Proponents of the doctrine point out that, dicta or not, the Supreme Court has expressly confirmed the validity of the standard as recently as 1995. Moreover, irrespective of practical concerns for "efficient dispute resolution", commercial entities who agree to arbitrate implicitly allocate risks in their contractual relationships on the assumption that the governing law will be applied in resolving any disputes that later arise. As to the statutory construction of the FAA, it can be argued that the phrase "any other misbehavior [of the arbitrator]" under Section 10(a)(3), or the phrase "the arbitrators…so imperfectly executed [their powers]" under Section 10(a)(4) are broad enough to encompass a situation where arbitrators refuse to follow settled law. It can also be argued with some force that it is unlikely that Congress intended, under the Act, that an award should be reversible on procedural deficiencies such as "refusing to postpone the hearing" or "refusing to hear evidence" but not for the arbitrators' substantive fault in refusing to follow the law.

Striking a balance

The debate over the need for, and scope of, the doctrine seems likely to continue. In the last three years, several cases have been filed in the United States District Court for the Southern District of New York alone, challenging maritime awards on the allegation that the arbitrators "manifestly disregarded" the law. The court has shown interest in one of these cases but, for the most part, vacutur motions have not been successful. It seems clear that, in maritime cases, the doctrine will apply only rarely.
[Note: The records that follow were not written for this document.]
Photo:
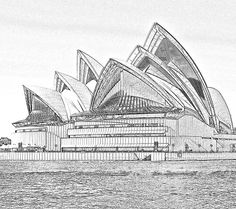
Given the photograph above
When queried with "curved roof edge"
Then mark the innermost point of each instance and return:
(95, 67)
(81, 90)
(49, 97)
(162, 31)
(221, 108)
(138, 73)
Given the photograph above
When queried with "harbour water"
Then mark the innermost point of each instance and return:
(76, 184)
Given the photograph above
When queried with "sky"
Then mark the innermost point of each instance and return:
(40, 37)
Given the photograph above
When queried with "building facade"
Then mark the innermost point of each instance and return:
(155, 101)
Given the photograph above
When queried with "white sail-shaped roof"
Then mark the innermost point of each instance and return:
(121, 81)
(49, 97)
(163, 45)
(83, 94)
(88, 68)
(171, 76)
(221, 108)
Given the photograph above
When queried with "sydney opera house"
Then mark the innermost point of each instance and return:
(156, 100)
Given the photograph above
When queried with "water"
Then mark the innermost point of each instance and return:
(208, 184)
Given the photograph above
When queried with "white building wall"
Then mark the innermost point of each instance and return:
(191, 126)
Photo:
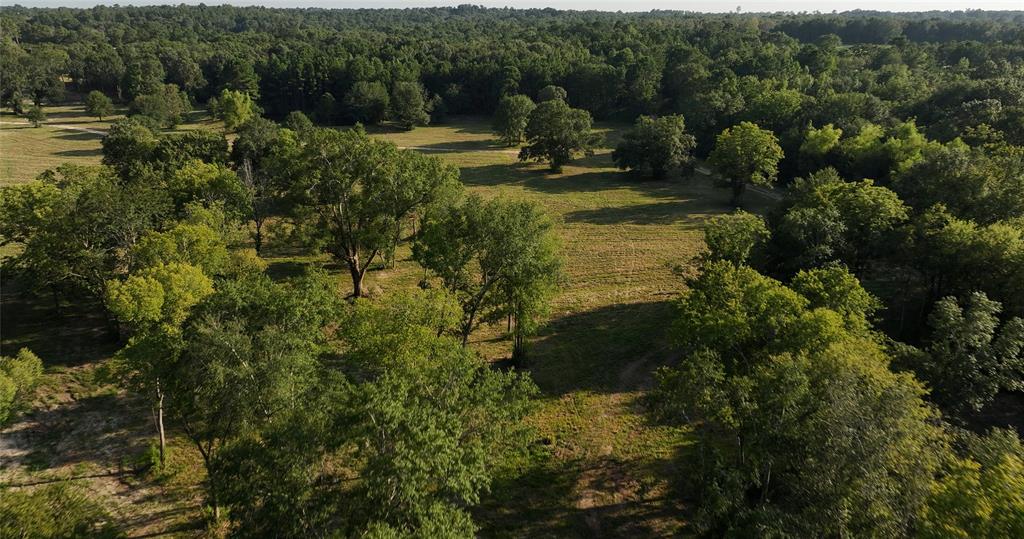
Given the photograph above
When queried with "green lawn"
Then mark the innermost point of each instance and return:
(597, 466)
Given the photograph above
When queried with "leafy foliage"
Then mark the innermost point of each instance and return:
(655, 146)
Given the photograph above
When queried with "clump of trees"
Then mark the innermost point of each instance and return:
(499, 258)
(98, 105)
(655, 146)
(745, 155)
(556, 133)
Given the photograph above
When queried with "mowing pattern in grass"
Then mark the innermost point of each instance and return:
(597, 467)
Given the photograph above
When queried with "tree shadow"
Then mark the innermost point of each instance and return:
(79, 135)
(79, 153)
(654, 213)
(76, 334)
(532, 501)
(99, 430)
(610, 348)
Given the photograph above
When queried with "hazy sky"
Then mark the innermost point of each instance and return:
(609, 5)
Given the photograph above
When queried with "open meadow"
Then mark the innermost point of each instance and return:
(597, 466)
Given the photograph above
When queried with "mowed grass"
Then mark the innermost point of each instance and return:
(68, 135)
(597, 467)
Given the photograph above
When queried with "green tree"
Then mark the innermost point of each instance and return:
(980, 494)
(829, 219)
(745, 154)
(368, 101)
(76, 226)
(354, 192)
(971, 357)
(408, 105)
(235, 108)
(153, 303)
(778, 388)
(98, 105)
(499, 258)
(551, 92)
(735, 237)
(511, 118)
(417, 433)
(556, 133)
(654, 146)
(166, 107)
(248, 356)
(36, 116)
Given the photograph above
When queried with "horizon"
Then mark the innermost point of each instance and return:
(699, 6)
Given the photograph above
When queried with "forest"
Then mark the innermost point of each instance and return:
(445, 273)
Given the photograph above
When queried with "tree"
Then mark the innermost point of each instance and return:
(235, 109)
(654, 146)
(778, 387)
(36, 116)
(199, 182)
(735, 237)
(165, 107)
(833, 220)
(368, 101)
(745, 154)
(76, 226)
(153, 303)
(499, 258)
(408, 105)
(248, 357)
(556, 133)
(58, 509)
(511, 118)
(98, 105)
(417, 432)
(354, 192)
(970, 358)
(257, 154)
(979, 494)
(143, 75)
(551, 92)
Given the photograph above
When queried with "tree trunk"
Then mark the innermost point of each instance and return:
(737, 192)
(353, 270)
(258, 238)
(160, 425)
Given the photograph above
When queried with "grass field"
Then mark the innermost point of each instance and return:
(597, 468)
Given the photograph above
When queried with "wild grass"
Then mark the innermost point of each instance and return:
(597, 466)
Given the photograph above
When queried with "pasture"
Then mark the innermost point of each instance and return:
(597, 466)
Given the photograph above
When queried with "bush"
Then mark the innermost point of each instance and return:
(18, 376)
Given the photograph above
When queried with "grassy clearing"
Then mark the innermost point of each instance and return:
(69, 135)
(597, 466)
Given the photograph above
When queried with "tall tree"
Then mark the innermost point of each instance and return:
(654, 146)
(499, 258)
(556, 132)
(368, 101)
(511, 118)
(354, 192)
(98, 105)
(745, 154)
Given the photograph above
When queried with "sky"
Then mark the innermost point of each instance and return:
(607, 5)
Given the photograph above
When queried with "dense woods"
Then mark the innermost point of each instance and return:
(837, 359)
The doctrine has its place in encouraging fairness and predictability of legal rulings in the arbitral process, but the vast majority of awards based on custom and practice in the industry do not qualify for judicial scrutiny and will not be overturned by the courts. Most "garden variety" maritime awards are poor candidates for judicial review, and the filing of a motion to vacate under Section 10 will serve little purpose but to increase costs to the parties. On the other hand, parties can expect higher judicial interest and scrutiny if the subject matter involves statutory rights, unequal bargaining power between the parties, or issues of public policy rather than purely private commercial disputes. Parties to maritime arbitration, their counsel, and arbitrators must keep in mind that the goal should be to balance the need for limited judicial review to ensure fairness and predictability in law-based awards with the utility and cost-efficiencies of final awards that are, in fact, "final".